Current Regulation A offers must be approved by the SEC and have typically required less public reporting by companies as long as the number of investors is limited. At the same time, companies using the exemption have had to seek approval by regulators in every state where shares are sold.
"The amount that could be raised through Reg A simply wasn't worth the delay, to say nothing of the cost," SEC Commissioner Daniel M. Gallagher said today.
State review of Regulation A deals has been the biggest impediment to its use, said Ben Miller, co-founder of real estate crowdfunding platform Fundrise LLC. States have different standards for approving offers, with some weighing whether investor disclosures are sufficient and others examining the fairness of the deal.
"That's the big bugaboo, the big structural flaw," said Miller, whose company has used the exemption to raise money for real-estate developments in Washington. "You can have five, six, or seven states involved. That's a lot of people parenting you."
Investor Limits
Under the SEC's proposal, companies won't have to seek state approval if they elect a new version of Regulation A, which requires more public reporting than the current exemption. Firms would have to provide investors with audited financial statements, annual and semi-annual reports, and reports of material events.

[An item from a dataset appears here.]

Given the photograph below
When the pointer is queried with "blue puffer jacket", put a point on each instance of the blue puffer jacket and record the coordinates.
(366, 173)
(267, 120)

The new exemption would limit individual investments to no more than 10 percent of a person's annual income or net worth. The securities would be freely tradeable, although the shares may be less liquid and more volatile than public-company stock traded on a public exchange, SEC Commissioner Luis A. Aguilar said today.
"It is my hope that the final disclosure requirements will protect and inform investors, resulting in the investor confidence necessary for the success of" the new exemption, Aguilar said.
The North American Securities Administrators Association, which represents state regulators, had proposed streamlining state reviews even as it wrote the SEC last week to warn against preempting state authority. The association called for companies to submit fundraising documents to a central system and get feedback from state regulators within 10 days.
"State-level review will help the commission root out fraud and abuse in this new marketplace and will give investors confidence that securities sold in these offerings are subject to an adequate level of scrutiny," Ohio Securities Commissioner Andrea Seidt wrote Dec. 12 on behalf of the group.
The SEC's 5-0 vote today marks the third major rule under the JOBS Act advanced by the SEC. The SEC proposed rules to permit equity crowdfunding on Oct. 23 and lifted the ban on advertising private stock deals on July 10.